Kafamın içinde fil gövdesine sığmayacak bir ağrı.

Ne öğrendim bunca okuduğum kitaptan? Okumaktan yıllarca. Gözlerim bozuldu ve çıplak gözle dünyanın çirkefini daha az görüyorum. Olumlu denebilir. Ayrıca kendim gibi tiplerden bolca olduğunu, hatta kendini çok çok çok iyi anlatanların olduğunu gördüm. Diğerlerinin daha mı fazla canları sıkılıyor yoksa daha az sıkıntıyı daha mı iyi ifade ediyorlar emin değilim. Ayrıca bunları bilmek benim yalnızlığımın da bir çözümü değil, çünkü bu insanlar sayıca ve düşünce olarak benimle beraberler. Yani yan yana geldiğimizde şişmiş göğüs kafesleri ve ukala tavırlarıyla birbirimizden çok daha uzak olacağız. Ben de mi böyleyim..? Yok okuduğuma gocunmuyorum hatta gene devam ediyorum ama yapabildiğim başka bir şey yok da ondan. İnsanları da sevdiğim kitapların yazarlarını sever gibi sevmek daha iyi galiba. Bunu da öğrenmişim… İyi. Sevmeyi bıraktığın zaman bir sorumluluğun olmuyor. Arkasından kötü konuşuldu mu onunla buluşup kendisini anlatmasına fırsat tanıyabiliyorsun. İyi ya da kötü demek çok da bağlayıcı değil. Seven sever kimse karışamaz deyip çıkabiliyorsun içinden.

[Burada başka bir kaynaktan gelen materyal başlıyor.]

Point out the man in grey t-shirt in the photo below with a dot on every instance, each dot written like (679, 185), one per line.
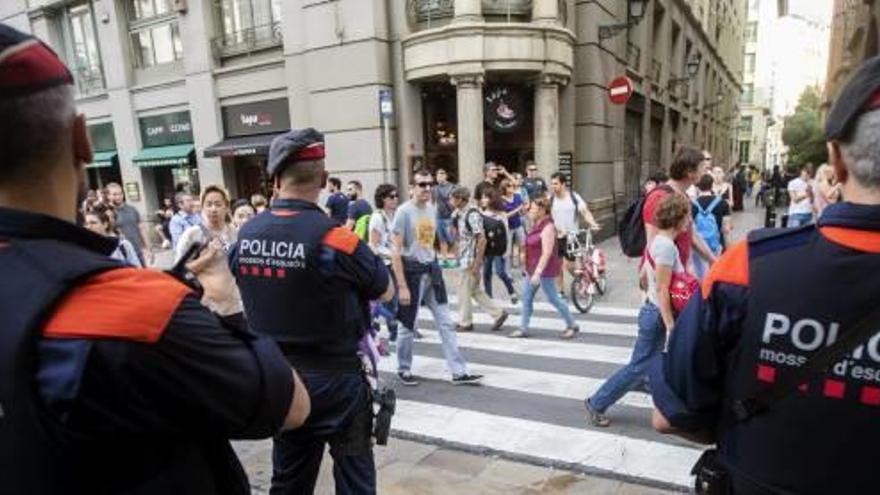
(420, 279)
(128, 220)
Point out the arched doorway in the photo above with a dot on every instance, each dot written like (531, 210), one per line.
(509, 124)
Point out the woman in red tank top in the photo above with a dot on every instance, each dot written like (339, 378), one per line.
(542, 266)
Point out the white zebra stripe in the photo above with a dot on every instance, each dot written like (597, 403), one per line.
(520, 380)
(589, 448)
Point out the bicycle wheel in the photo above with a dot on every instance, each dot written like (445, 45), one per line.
(581, 295)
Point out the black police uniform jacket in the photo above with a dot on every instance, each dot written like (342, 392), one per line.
(306, 282)
(117, 380)
(767, 306)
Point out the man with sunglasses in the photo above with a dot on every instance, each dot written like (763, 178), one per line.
(420, 278)
(490, 179)
(534, 185)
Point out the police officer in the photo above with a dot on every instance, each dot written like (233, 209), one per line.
(771, 305)
(305, 282)
(112, 379)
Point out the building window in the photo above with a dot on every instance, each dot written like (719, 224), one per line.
(752, 32)
(750, 63)
(84, 56)
(248, 25)
(744, 151)
(155, 35)
(748, 94)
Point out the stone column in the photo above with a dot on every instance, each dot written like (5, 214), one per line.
(545, 11)
(471, 144)
(468, 10)
(547, 123)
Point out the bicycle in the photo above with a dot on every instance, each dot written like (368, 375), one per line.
(589, 271)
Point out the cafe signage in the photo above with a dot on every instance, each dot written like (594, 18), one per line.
(262, 117)
(164, 130)
(503, 111)
(102, 137)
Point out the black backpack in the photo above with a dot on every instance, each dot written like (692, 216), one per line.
(631, 229)
(496, 234)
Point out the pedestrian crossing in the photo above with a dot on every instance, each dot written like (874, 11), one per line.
(530, 405)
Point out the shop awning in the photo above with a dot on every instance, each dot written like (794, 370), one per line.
(165, 156)
(241, 146)
(102, 159)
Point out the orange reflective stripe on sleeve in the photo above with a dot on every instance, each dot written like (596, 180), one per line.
(126, 303)
(342, 239)
(861, 240)
(731, 268)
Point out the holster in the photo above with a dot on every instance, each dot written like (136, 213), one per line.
(711, 477)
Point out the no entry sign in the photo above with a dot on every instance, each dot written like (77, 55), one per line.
(620, 90)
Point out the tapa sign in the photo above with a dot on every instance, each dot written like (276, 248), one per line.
(262, 117)
(503, 110)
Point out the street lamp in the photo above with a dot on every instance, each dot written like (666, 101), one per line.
(637, 9)
(692, 68)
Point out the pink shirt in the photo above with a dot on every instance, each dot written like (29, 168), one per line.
(533, 252)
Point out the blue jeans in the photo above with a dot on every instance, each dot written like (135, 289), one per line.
(442, 320)
(649, 343)
(341, 416)
(391, 307)
(499, 263)
(548, 285)
(799, 219)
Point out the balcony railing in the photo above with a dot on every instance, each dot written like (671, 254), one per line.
(248, 40)
(429, 12)
(509, 10)
(89, 80)
(633, 56)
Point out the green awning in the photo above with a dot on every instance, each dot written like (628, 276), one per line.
(165, 156)
(102, 159)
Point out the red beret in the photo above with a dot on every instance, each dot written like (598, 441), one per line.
(27, 65)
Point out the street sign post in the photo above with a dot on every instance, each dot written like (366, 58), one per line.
(386, 112)
(620, 90)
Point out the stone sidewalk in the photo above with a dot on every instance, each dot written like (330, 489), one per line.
(411, 468)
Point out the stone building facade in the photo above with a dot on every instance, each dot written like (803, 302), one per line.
(854, 38)
(191, 91)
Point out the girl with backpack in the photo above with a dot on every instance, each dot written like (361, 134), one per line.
(711, 221)
(669, 286)
(380, 241)
(542, 265)
(492, 208)
(211, 265)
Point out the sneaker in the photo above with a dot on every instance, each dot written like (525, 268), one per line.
(594, 417)
(383, 347)
(570, 332)
(500, 321)
(407, 378)
(467, 379)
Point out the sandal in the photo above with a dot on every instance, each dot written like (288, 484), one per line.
(594, 417)
(570, 333)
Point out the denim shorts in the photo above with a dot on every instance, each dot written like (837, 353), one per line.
(444, 230)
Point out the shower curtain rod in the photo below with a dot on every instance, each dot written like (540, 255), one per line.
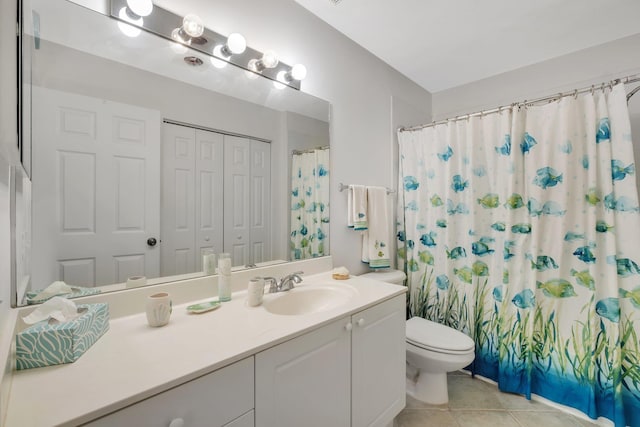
(550, 98)
(310, 150)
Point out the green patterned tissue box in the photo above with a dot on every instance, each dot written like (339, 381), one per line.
(45, 344)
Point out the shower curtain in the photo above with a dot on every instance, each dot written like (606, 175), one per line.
(309, 204)
(521, 229)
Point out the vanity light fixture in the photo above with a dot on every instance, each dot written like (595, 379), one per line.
(132, 14)
(269, 60)
(235, 45)
(189, 32)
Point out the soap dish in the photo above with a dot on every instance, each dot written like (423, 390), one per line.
(203, 307)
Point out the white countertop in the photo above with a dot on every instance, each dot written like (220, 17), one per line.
(133, 361)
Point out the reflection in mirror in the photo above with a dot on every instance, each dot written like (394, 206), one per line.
(140, 161)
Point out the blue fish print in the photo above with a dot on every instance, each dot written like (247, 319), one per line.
(499, 226)
(609, 308)
(442, 282)
(428, 239)
(524, 299)
(534, 207)
(521, 228)
(547, 177)
(624, 266)
(634, 296)
(461, 208)
(412, 206)
(508, 245)
(410, 183)
(481, 249)
(456, 253)
(619, 171)
(527, 143)
(480, 171)
(585, 161)
(623, 204)
(505, 148)
(570, 236)
(458, 184)
(604, 131)
(566, 148)
(602, 226)
(497, 293)
(553, 208)
(584, 254)
(542, 263)
(446, 155)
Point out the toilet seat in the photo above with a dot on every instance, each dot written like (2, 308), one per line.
(438, 338)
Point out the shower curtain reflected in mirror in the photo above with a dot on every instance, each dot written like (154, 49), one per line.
(309, 236)
(521, 229)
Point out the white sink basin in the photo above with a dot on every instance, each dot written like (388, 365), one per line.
(308, 299)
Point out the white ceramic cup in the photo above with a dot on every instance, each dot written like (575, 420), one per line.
(255, 291)
(158, 309)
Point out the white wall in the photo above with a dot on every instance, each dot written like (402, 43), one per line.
(358, 85)
(587, 67)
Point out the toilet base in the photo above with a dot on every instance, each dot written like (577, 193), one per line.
(429, 388)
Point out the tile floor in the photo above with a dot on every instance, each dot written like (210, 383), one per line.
(476, 403)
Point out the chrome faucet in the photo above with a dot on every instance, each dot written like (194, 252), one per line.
(287, 283)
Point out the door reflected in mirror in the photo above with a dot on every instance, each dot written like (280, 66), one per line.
(139, 162)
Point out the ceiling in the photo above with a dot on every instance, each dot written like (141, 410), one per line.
(447, 43)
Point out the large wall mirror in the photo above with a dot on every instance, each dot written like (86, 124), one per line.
(140, 161)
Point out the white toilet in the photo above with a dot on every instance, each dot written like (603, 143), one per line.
(432, 351)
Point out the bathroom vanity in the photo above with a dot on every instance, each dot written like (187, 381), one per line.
(327, 353)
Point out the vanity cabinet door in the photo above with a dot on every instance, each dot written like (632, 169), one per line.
(306, 381)
(378, 363)
(213, 400)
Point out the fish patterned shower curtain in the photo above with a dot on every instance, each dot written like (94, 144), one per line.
(522, 229)
(309, 237)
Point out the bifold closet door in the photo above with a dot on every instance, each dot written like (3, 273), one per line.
(96, 192)
(247, 200)
(192, 191)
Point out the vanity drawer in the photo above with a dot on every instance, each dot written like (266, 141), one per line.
(213, 400)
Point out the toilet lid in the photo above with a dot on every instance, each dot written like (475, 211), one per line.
(435, 336)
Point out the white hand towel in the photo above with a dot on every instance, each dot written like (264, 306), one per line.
(375, 241)
(358, 207)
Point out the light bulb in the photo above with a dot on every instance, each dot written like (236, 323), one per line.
(178, 35)
(236, 43)
(179, 48)
(140, 7)
(192, 25)
(269, 59)
(298, 72)
(129, 30)
(253, 66)
(218, 63)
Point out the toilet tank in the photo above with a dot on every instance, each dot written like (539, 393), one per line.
(395, 277)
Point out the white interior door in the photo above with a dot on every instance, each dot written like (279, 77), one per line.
(178, 200)
(209, 193)
(95, 189)
(260, 242)
(237, 200)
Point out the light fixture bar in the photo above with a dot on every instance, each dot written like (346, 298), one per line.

Gecenin karanlığı bir sıkıntı çöplüğü.

Başka galaksilerin ayrılık, imkansızlık ve umutsuzluklarının atıldığı bir çöplük oluyor gökyüzü geceleri. Kimsenin anlamadığı tek kişilik bir dil oluşturanlara şizofren demediler mi? Onları evrenin gecelerinde hapsetmediler mi? Başka galaksilerdekiler böyledir işte anlamadıklarını yok ederler. Beynimden çıkan düşünceler kanımı donduruyor ve kalbimin odalarından vücuduma dağılıyor. Sonuç mu? Kalbim fikirlerime söz geçiriyor. İstediği kadarını istediği yere yolluyor.

Biz yağmurda keyifle yürümek istedik ama arabaların sıçrattığı su da bu işin parçasıydı. Olan tam olarak bu. Sıçrayan su ile ıslanınca ilk arabalara kızdık ama sonunda aklımızda kalan arabaların su sıçrattığı değil yağmurda üstümüzün battığı oldu.

Kızma kimseye, kendinden bile kaçmak istediğin olmuyor mu?

Gölgenin seni takip ettiği bilgisini aslında kendinden dikkatini uzaklaştırabil diye verdiler sana. Sonuç aklın hem gölgende hem kendinde hem yolda... Ne oldu? Eşit bir şey yok bu dünyada başlayışlar da bitişler de çok farklı ayrılışlar, sevişler, nefretler. Yani senden nefret eden birisi olmadı mı? Bu bir zorunluluk birilerinden nefret ederiz ki başkalarını sevdiğimize emin olalım. Aynı yerde yan yana dururken sen sapasağlam basıyorsun belki ama diğeri bütün gücüyle ayakta duruyor. Boş ver dedim ya görüntüler aynı olabilir ama çabalar eşit değildir. Herkes de bilir bunu. Ben büyük ırk ve küçük ırk köpeğimi aynı anda yürüyüşe çıkarınca anladım bunu. Yan yana gidiyorduk ama terrier koşmak zorundaydı.